On 08/15/2015 07:06 PM, rsw0x wrote:
On Saturday, 15 August 2015 at 09:30:48 UTC, Jonathan M Davis wrote:

On the whole, if you understand how a variable in C/C++/C#/Java works,
you understand how shared works. It's just that unlike C++, normal
variables in D are thread-local, and shared is protected against
interacting with them in a manner which violates that, and some
non-atomic operations are illegal to protect you from shooting
yourself in the foot.

So, the spec probably needs more information on shared in it, but
there really isn't much to put.

- Jonathan M Davis

I'm not looking to understand how it works, I want to know exactly what
the spec says which appears to be nothing.

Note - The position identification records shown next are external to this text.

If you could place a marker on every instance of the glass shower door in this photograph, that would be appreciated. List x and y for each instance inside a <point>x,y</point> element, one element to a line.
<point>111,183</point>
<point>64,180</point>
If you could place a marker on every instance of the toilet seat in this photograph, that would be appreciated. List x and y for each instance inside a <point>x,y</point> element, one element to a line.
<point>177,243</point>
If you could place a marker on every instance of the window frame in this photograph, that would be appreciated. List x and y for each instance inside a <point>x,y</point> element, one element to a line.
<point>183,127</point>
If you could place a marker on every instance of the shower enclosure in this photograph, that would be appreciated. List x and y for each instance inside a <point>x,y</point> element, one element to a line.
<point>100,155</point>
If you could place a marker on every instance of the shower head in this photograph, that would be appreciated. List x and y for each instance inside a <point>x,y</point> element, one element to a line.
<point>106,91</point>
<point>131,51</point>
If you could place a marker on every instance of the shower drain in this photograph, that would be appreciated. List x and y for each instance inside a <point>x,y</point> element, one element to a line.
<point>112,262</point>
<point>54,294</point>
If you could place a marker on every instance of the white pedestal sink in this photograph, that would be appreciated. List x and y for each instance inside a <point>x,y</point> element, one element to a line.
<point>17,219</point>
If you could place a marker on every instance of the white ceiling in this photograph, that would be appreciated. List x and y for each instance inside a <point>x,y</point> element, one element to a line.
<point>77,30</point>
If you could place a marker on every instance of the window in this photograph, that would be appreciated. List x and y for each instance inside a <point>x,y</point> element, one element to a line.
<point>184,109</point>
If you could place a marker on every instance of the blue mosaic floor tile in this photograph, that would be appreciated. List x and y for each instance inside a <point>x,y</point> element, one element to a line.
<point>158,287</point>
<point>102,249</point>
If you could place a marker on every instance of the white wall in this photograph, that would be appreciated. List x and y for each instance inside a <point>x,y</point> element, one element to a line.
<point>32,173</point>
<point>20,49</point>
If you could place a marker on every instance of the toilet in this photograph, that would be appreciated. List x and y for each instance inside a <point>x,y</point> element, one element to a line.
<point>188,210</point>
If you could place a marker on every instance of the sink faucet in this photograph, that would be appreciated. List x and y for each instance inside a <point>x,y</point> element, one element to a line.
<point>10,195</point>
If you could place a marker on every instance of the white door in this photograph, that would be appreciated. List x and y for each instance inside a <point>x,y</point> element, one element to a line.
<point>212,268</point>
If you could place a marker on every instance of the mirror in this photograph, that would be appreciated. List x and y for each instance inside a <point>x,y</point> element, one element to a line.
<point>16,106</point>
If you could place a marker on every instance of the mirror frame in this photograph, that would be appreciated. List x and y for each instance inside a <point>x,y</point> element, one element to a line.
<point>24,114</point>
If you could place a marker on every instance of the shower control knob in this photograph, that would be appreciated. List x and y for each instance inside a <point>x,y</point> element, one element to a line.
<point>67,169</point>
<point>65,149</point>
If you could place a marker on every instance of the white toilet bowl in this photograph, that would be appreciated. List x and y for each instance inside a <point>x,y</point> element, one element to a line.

Yup. One goal was sequential consistency of accesses on shared data, but this can be quite costly. I think the last thing I heard about it was that any questionable access using built-in operations will just be disallowed on shared data, and that the ordering of accesses has to be done manually by using suitable druntime functions.

TDPL's only mention of
casting away shared(13.14.4) is "if you are absolutely positive that the
[...] list is completely private [...] you can cast away shared and use
it without any regard to threads"

It says nothing on the legality of this, or if it's undefined behavior,

What this section is saying is that casting away shared and using such an object is defined behaviour as long as you can guarantee manually that there is no reference to that data accessible to a different thread.

so am I to assume that shared is at best a suggestion and not actually a
guarantee?

The main point of shared is that _absence_ of shared is a guarantee. Of course D's type system is not actually powerful enough to verify that guarantee in the common scenario when ownership of references is passed between threads.

Feels like an addition C++ would get.

Well, no. It is not a backwards-compatible addition.